Closed hecon5 closed 2 years ago
We have two main approaches we could take for encoding the VBA code modules. They both have pros and cons, and might be better suited as an option to allow the user to decide what is best for their environment.
Option 1: (Current) Modules are exported in UTF-8 BOM, consistent with every other export file in the project. This fully supports localized encodings and correctly represents the content in virtually all version control systems with the universal UTF-8 encoding. The BOM header ensures that VCS programs "guess correctly" when it comes to detecting the content type, especially when using localized codepages. The drawback is that if you drag and drop the file into a VBA Project, the UTF-8 BOM comes through as a syntax error in the imported module.
Option 2: Modules are exported without the UTF-8 BOM, if they do not contain any extended characters. This would fully support drag-and-drop from the file system to a VBA Project without any subsequent compile errors. (More closely mirroring the format used when native exporting the VBE component.) However, if Unicode content was added to the file, it would not import correctly in a drag and drop operation since the file would not be converted from UTF-8 to the local codepage. This approach would probably work well in English environments where extended characters are rarely used, and drag-and-drop import is a preferred approach for building a project from template files.
Note that with Option 1 you can still drag-and-drop the source file to the source folder of the target project, and it will import correctly on the next build/merge, but this is probably not quite as seamless as dropping it right into the VBA project and having the module immediately available for use.
After extended discussions on the UTF-8 encoding topic with a number of International participants, (see #154 and related issues) I think Option 1 is still the generally preferred default, but I am open to an enhancement to add Option 2 as an optional setting if there is sufficient interest.
Is there an Option 3: hybridized version of each?
Add (ugh) two options?
Not even sure if that's viable with extended characters. Don't want drag/drop to be corrupt, and don't want extended characters to be lost when they exist, either. Can one read UTF-8 files without BOMs that have extended characters (VS Code, etc.)? My limited testing (on my locale) indicates you can.
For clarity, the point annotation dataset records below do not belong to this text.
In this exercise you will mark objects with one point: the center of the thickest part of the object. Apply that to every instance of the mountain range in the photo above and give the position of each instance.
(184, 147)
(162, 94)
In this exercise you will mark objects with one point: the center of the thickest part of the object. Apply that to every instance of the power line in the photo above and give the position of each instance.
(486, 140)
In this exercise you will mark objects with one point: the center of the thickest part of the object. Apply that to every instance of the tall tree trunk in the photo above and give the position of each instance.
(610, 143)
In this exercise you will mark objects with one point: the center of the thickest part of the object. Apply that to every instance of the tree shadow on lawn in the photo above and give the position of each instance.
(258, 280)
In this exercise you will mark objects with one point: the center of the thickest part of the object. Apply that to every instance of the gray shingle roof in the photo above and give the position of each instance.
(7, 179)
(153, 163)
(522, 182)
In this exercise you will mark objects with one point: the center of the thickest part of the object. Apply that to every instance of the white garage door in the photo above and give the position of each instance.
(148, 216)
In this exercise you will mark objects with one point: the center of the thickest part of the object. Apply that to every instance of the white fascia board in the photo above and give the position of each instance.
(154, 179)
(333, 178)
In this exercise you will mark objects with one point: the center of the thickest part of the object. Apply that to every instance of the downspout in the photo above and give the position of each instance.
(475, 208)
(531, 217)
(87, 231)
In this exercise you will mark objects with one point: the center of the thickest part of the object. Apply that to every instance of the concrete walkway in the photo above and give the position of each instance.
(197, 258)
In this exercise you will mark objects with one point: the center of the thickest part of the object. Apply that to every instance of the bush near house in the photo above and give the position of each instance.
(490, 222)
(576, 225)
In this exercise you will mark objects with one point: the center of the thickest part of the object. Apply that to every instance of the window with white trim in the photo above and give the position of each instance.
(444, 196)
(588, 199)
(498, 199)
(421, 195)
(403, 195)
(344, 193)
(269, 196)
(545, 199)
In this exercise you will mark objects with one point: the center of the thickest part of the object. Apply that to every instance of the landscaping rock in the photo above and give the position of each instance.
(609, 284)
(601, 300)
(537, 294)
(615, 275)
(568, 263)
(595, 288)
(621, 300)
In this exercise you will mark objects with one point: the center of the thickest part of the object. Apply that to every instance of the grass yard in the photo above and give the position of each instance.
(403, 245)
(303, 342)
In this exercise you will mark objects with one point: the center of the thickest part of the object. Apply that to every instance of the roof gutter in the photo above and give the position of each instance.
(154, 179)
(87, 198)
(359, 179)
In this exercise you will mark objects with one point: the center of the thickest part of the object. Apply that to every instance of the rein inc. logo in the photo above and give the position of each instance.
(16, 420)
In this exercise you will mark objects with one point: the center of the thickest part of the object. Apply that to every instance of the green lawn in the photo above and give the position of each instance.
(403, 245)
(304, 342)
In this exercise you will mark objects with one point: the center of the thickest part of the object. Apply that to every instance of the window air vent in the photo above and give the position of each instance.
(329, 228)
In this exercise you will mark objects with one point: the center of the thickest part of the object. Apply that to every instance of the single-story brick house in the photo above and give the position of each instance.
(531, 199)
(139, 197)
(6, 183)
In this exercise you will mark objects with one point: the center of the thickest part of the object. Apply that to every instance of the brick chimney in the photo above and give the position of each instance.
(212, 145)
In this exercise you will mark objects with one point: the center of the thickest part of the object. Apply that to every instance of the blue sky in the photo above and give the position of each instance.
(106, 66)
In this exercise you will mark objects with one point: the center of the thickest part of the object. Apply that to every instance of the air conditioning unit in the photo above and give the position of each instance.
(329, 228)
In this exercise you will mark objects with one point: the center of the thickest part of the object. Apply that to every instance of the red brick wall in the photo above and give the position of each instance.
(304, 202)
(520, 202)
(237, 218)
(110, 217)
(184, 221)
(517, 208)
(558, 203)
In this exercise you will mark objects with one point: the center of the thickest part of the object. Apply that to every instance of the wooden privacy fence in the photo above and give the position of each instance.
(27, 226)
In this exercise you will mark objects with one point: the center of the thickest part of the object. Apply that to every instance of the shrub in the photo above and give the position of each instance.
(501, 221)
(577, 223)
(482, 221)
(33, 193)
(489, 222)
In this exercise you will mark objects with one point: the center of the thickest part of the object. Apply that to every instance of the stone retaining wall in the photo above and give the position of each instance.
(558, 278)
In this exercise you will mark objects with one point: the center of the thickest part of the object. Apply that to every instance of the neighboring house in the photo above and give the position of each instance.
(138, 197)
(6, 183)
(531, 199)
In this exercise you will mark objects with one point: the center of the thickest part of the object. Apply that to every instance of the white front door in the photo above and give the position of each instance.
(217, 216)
The downside of having an option is that users (myself included) will invariably add one inadvertently and break things.
Feel like we've discussed this, but then I go ahead and find another edge case...
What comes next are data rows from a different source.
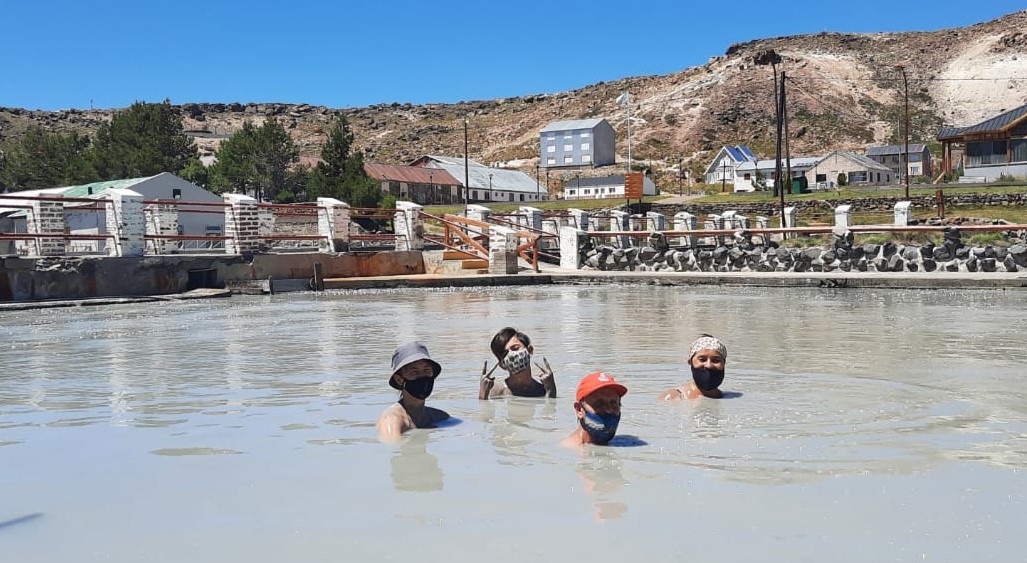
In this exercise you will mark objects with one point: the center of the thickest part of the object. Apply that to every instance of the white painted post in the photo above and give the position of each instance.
(843, 216)
(656, 221)
(409, 226)
(570, 241)
(533, 217)
(47, 218)
(125, 223)
(685, 221)
(479, 213)
(241, 224)
(904, 214)
(620, 221)
(580, 219)
(502, 250)
(788, 221)
(162, 219)
(333, 224)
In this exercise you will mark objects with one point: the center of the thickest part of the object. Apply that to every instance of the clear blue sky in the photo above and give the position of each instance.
(71, 53)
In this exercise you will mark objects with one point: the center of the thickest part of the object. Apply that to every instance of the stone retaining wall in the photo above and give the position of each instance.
(751, 254)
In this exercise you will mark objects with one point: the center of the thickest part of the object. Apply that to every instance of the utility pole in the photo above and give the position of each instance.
(466, 169)
(905, 152)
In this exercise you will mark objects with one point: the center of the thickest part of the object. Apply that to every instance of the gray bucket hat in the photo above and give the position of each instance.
(408, 353)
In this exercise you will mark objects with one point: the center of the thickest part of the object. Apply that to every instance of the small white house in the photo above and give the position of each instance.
(603, 188)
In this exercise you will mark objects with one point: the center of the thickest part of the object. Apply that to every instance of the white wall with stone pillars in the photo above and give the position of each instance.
(479, 213)
(162, 219)
(333, 224)
(241, 224)
(685, 221)
(125, 223)
(657, 222)
(502, 250)
(570, 240)
(47, 218)
(580, 219)
(409, 226)
(904, 214)
(843, 216)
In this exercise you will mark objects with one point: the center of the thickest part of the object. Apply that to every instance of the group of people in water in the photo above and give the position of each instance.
(597, 400)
That said, with the speed of compile, once merge works, I think Option 1 (as-is) would be the way to go; the reason I am even encountering this is to do that now requires a fairly long time waiting for linking of tables to complete vice removing BOM and dragging in.
Do we know how drag-and-drop works with International environments? What file types are they encoded in? Perhaps knowing this will help figure out if there's a way we're not seeing.
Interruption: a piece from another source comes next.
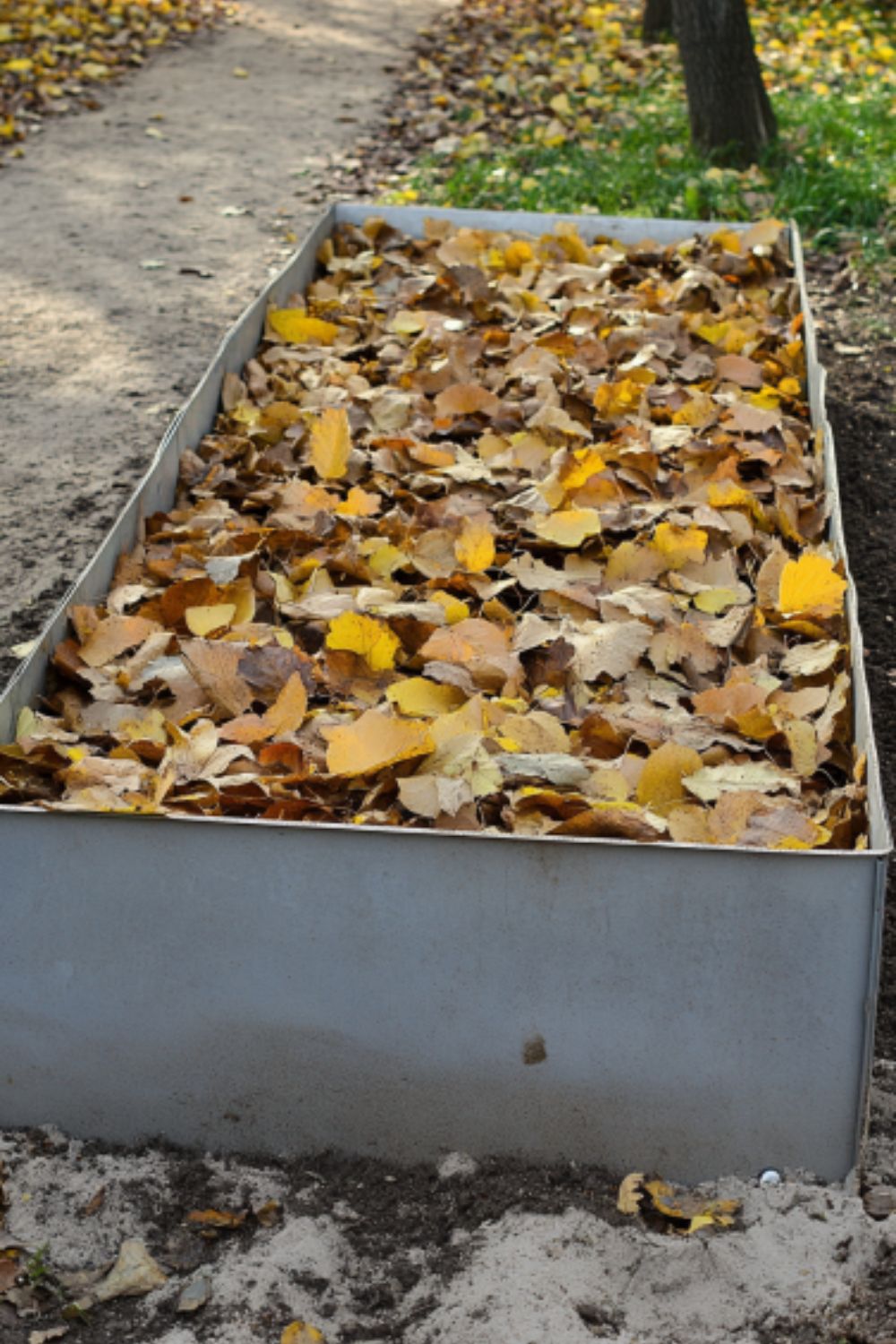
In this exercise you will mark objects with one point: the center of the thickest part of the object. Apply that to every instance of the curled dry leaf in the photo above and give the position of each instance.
(492, 532)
If the IDE can handle international file import without issue, then perhaps we could copy that version.
The issue there is that drag and drop uses the current system encoding. That works great for importing and exporting, but doesn't play so well with version control systems that are used to handling everything in UTF-8. You have cases where an autodetect guesses wrong and it comes out unreadable, or breaks the internal diffing tools. When files are shared across systems that have different locale settings you have another level of things that break. 😄 UTF-8 is hands down, the best universal format that works just about anywhere, and is a great fit for the source code at rest.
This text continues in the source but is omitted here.